On 31 March 2017, we searched the Cochrane Schizophrenia Group’s Study-Based Register of Trials which is based on regular searches of CINAHL, BIOSIS, AMED, Embase, PubMed, MEDLINE, PsycINFO, and registries of clinical trials. There are no language, date, document type, or publication status limitations for inclusion of records in the register.
We included all randomised clinical trials focusing on chlorpromazine versus penfluridol for adults with schizophrenia or related disorders. Outcomes of interest were death, service utilisation, global state, mental state, adverse effects and leaving the study early. We included trials meeting our selection criteria and reporting useable data.
We extracted data independently. For binary outcomes, we calculated risk ratio (RR) and its 95% confidence interval (CI), on an intention-to-treat basis. For continuous data, we planned to estimate the mean difference (MD) between groups and its 95% CI. We employed a fixed-effect model for analyses. We assessed risk of bias for included studies and created a 'Summary of findings' table using GRADE.
The review includes three studies with a total of 130 participants. Short-term results for hospital admissions showed no clear difference between chlorpromazine and penfluridol (1 RCT, n = 29, RR 0.19, 95% CI 0.01 to 3.60, low-quality evidence).

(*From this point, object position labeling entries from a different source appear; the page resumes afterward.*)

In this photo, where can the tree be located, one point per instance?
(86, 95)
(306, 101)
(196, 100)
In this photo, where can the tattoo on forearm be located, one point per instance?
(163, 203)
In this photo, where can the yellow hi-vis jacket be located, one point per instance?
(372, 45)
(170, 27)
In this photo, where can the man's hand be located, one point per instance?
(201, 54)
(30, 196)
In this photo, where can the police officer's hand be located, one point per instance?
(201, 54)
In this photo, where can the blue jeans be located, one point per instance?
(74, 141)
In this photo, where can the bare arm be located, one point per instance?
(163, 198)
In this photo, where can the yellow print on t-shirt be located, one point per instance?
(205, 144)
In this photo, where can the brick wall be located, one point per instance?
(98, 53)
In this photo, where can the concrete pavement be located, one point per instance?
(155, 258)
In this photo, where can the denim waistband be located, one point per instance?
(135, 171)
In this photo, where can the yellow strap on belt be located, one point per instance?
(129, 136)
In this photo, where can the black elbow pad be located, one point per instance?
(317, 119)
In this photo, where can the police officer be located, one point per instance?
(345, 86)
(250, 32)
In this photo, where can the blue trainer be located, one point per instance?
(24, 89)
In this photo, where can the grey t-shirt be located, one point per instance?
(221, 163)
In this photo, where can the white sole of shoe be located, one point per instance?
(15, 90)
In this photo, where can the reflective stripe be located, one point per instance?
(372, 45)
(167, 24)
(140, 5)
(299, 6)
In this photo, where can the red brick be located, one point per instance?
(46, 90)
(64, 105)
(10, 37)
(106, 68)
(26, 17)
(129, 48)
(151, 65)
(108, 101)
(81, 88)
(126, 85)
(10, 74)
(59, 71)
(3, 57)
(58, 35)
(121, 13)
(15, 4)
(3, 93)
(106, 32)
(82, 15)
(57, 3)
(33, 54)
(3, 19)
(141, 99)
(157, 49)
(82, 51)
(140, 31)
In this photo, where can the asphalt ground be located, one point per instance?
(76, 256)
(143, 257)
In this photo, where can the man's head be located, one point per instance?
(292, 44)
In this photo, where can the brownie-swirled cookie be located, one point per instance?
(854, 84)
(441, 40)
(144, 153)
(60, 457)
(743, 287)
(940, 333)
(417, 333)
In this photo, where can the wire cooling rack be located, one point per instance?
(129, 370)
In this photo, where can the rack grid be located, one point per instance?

No clear difference in the incidence of akathisia was found at medium term (2 RCTs, n = 85, RR 0.19, 95% CI 0.04 to 1.06, low-quality evidence), and similar numbers of participants - nearly half - from each treatment group left the study early (3 RCTs, n = 130, RR 1.21, 95% CI 0.83 to 1.77, low-quality evidence). The risk of needing additional antiparkinsonian medication was less in the chlorpromazine group (2 RCTs, n = 74, RR 0.70, 95% CI 0.51 to 0.95). No useable data reported clinically important change in global or mental state. No data were reported for relapse. No deaths were reported by the trials.